Des propos qui font bondir le titulaire de la Chaire de recherche en études cinématographiques de l'Université Concordia, Martin Lefebvre, qui a entrepris de mobiliser d'autres universitaires afin de contester la décision des conservateurs. «Il s'agit d'une intervention de l'État dans la recherche digne du plus pur stalinisme, affirme-t-il. Dans une société qui traverse une crise des valeurs qui est loin de n'être que financière, qui peut sérieusement envisager que c'est le monde des affaires -- en passant, celui-là même qui est responsable de la débâcle financière du moment! -- qui sera le mieux en mesure de penser l'avenir, et ce, au détriment de l'ensemble de toutes les autres sciences humaines?»

(...)

«Cet argent aurait dû être donné aux organismes subventionnaires qui l'auraient accordé en fonction des besoins, sans égard aux intérêts partisans du gouvernement, ajoutait la chef de la formation, Elizabeth May. Le gouvernement n'est pas là pour dicter ses priorités à nos conseils de recherche.»

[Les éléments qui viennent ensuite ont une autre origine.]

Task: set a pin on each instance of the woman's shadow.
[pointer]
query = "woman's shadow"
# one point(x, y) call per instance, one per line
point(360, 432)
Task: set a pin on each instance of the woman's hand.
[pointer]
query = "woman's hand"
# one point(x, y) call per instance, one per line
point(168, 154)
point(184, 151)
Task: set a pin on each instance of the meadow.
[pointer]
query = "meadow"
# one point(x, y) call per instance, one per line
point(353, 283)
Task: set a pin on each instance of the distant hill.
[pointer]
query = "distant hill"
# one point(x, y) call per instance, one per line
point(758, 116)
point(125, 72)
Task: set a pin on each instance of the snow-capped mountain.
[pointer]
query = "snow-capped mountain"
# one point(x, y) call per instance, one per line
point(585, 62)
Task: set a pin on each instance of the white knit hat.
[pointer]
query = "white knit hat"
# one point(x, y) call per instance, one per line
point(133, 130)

Le phénomène n'est toutefois pas nouveau, explique M. Gagné, puisqu'il s'inscrit dans une volonté de plus en plus affirmée de «brancher l'université sur le marché du travail», ce qui facilite «le développement de partenariats avec l'entreprise privée», notamment pour la recherche. Or, cette tendance lourde risque fort de «déformer la recherche universitaire». «On se prive d'un regard désintéressé, estime le sociologue. Mais quand on dit ça, on a l'air niaiseux, parce que tout le monde est convaincu que la véritable connaissance, c'est celle qui permet de faire marcher la société à très court terme.»

En même temps, déplore-t-il, on évacue progressivement les «humanités» de la sphère de la recherche, dont l'anthropologie, la sociologie, la psychologie, l'histoire, la philosophie et les études littéraires.